La corte ha accolto la stragrande maggioranza delle argomentazioni della Commissione Europea riducendo la sanzione a 4,1 miliardi di euro dopo aver riscontrato dei difetti rispetto ad alcune analisi dell’Autorità di regolamentazione rilevando che in quel caso i diritti riconosciuti a Google erano stati in parte violati.
Secondo l’accusa l’azienda guidata da Sundar Pichai avrebbe costretto i produttori di smartphone Android a preinstallare l’app Ricerca Google e il browser come condizione per accedere al Play Store.
Inoltre, la società con sede a Mountain View, negli Stati Uniti, avrebbe impedito ai produttori interessati a offrire le app Google preinstallate di eseguire versioni alternative di Android non approvate dalla società stessa.
La Commissione ha inoltre affermato che Google effettuava pagamenti ad alcuni grandi produttori e operatori perché preinstallassero esclusivamente la sua app di ricerca.
È stato su questo punto che i giudici europei hanno rilevato delle mancanze rilevando che l’Autorità di regolamentazione non ha fornito prove sufficienti.
Mentre l’Unione Europea sosteneva come il comportamento di Google rappresentasse una restrizione illecita in fatto di libera concorrenza, dal canto suo la società fondata da Larry Page e Sergey Brin ha osservato che le contestazioni avanzate sono destinate a minare alla base un modello di business che ha fino ad oggi consentito di fornire gratuitamente il software Android sostenendone lo sviluppo con le entrate pubblicitarie generate.
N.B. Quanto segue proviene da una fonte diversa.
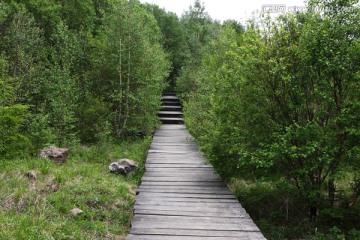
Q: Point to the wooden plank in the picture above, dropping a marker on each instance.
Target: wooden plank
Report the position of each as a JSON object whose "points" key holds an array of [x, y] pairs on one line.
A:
{"points": [[195, 223], [189, 213], [186, 195], [156, 165], [174, 237], [181, 197], [182, 178], [199, 233], [208, 204], [217, 212]]}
La risposta legale di Google si era concentrata su una serie di argomenti: si sosteneva ad esempio come la Commissione avesse erroneamente giudicato l’azienda dominante nel mercato mobile (mentre invece esiste Apple iOS come player fortissimo in tanti Paesi). Inoltre Google affermava che le sue azioni erano necessarie per impedire all’ecosistema Android di frammentarsi in molti sistemi operativi incompatibili.
Su questo punto la Commissione aveva risposto osservando che la promozione di sistemi operativi mobili concorrenti è esattamente il risultato desiderato in un mercato competitivo.
Per superare lo scoglio Google aveva comunque proposto una ricetta: l’azienda ha permesso ai produttori e alle società partner di usare fork di Android (versioni non ufficiali del sistema operativo) in Europa con la possibilità di acquisire separatamente la licenza per l’installazione delle app realizzate dalla multinazionale USA.
L’anno scorso Google, d’accordo con la Commissione Europea, aveva eliminato il sistema basato su asta che era stato introdotto per consentire agli utenti Android di scegliere il motore di ricerca preferito.
Attraverso un suo portavoce Google ha fatto sapere quanto segue: “siamo delusi dal fatto che la Corte non abbia annullato completamente la decisione. Android ha creato più scelta per tutti, non meno, e supporta migliaia di aziende di successo in Europa e nel mondo“.
La sentenza sfavorevole a Google può essere a questo punto portata dinanzi alla Corte di Giustizia dell’Unione Europea.